L’Année des treize lunes ::
éclats de songe
L’Année des treize lunes
de Rainer Werner Fassbinder



Délaissons un peu les nouveautés pour retrouver un temps le confort du ciné-club de Kino Pravda. Coming out du jour : je n’aime pas que le cinéma roumain, j’aime aussi beaucoup le cinéma allemand ! Et je l’aime de l’avant-garde expressionniste jusqu’à l’explosion de Maren Ade, en passant par les jeunes gens en colère du Neuer Deutscher Film des années 60–70. Justement, en vue de la publication d’un grand article dans le prochain numéro de Ciné-Bulles, je suis actuellement en train de me replonger dans l’œuvre de Rainer Werner Fassbinder (1945–1982). Quarante films en treize ans pour cet iconoclaste hyperactif : à chaque jour suffit son Fassbinder, ou presque.
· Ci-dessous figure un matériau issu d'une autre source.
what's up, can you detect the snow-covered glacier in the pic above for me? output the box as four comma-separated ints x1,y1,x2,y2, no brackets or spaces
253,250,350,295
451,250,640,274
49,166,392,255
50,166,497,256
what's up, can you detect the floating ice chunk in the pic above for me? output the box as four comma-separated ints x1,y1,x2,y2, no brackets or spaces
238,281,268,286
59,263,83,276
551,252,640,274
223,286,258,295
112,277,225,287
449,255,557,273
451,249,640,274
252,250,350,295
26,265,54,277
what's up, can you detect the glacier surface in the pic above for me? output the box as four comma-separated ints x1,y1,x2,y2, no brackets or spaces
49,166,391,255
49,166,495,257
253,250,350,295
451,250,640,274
Je savais déjà que ce cinéma intense et fascinant était fait pour moi, mais plus je m’y frotte, plus je suis soufflée. Tout y est exceptionnel : le regard acéré sur l’intolérance de Tous les autres s’appellent Ali (1974), l’atroce cruauté ordinaire du Droit du plus fort (1975), le portrait acide de l’après-guerre dans Le Mariage de Maria Braun (1979)… et puis cet ovni, toujours un peu à part et moins célèbre, moins facile, moins acclamé que ses confrères, celui dont je vais vous parler aujourd’hui : L’Année des treize lunes (In einem Jahr mit 13 Monden, 1978).
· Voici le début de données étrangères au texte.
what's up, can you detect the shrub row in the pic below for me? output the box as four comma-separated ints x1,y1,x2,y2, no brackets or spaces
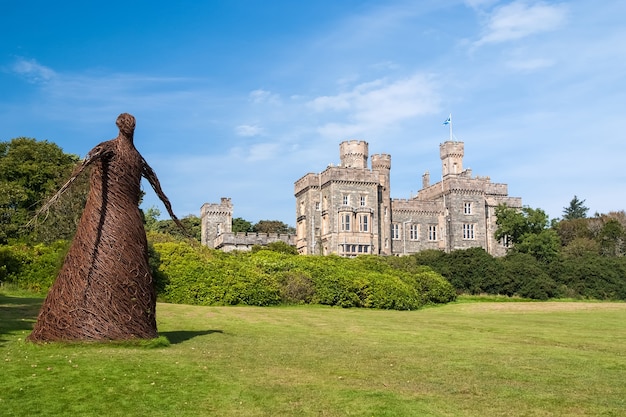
407,248,626,300
5,239,622,305
154,242,456,309
0,241,69,292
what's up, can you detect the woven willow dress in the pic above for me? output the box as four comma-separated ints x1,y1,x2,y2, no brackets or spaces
28,114,180,341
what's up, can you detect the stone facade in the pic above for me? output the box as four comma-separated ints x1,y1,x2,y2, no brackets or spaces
294,140,521,257
200,197,295,252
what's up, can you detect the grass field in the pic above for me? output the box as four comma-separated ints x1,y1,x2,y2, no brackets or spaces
1,291,625,416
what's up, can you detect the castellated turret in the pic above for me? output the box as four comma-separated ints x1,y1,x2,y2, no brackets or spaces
340,140,369,168
440,141,464,177
371,153,391,171
200,197,233,246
Un mythe ancien voudrait que chaque année offrant treize pleines lunes porte, en quelque sorte, malheur. Les personnes plus sensibles, fragiles ou dépressives, en souffriraient. 1978 était l’une d’entre elles. Dans le corpus de Fassbinder, cousu d’engagement politique et de commentaire social, ce film est une pause poétique et expérimentale, qui n’en est pas moins d’une grande force. Le spectateur est invité à suivre Elvira, talons hauts et chapeau à voilette, qui autrefois s’appelait Erwin, avant l’opération de Casablanca. Dès les premières scènes, elle se fait brutalement abandonner par son amant, un acteur miteux qu’elle entretenait depuis des années. Accompagnée d’une prostituée empathique nommée Zora la rouge, Elvira promène sa solitude dans les rues de Francfort. Elle y fait des rencontres, parfois cocasses, souvent glauques ou désespérées. Elle retourne dans le couvent où, petit orphelin, elle fut élevée par les sœurs; elle confronte ses traumatismes d’enfance; elle visite l’abattoir où elle travailla naguère; elle revoit son ex-épouse, sa fille, et le fameux Anton Saitz, celui à qui elle avait avoué son amour et qui lui avait alors répondu : « Si seulement tu étais une femme… ».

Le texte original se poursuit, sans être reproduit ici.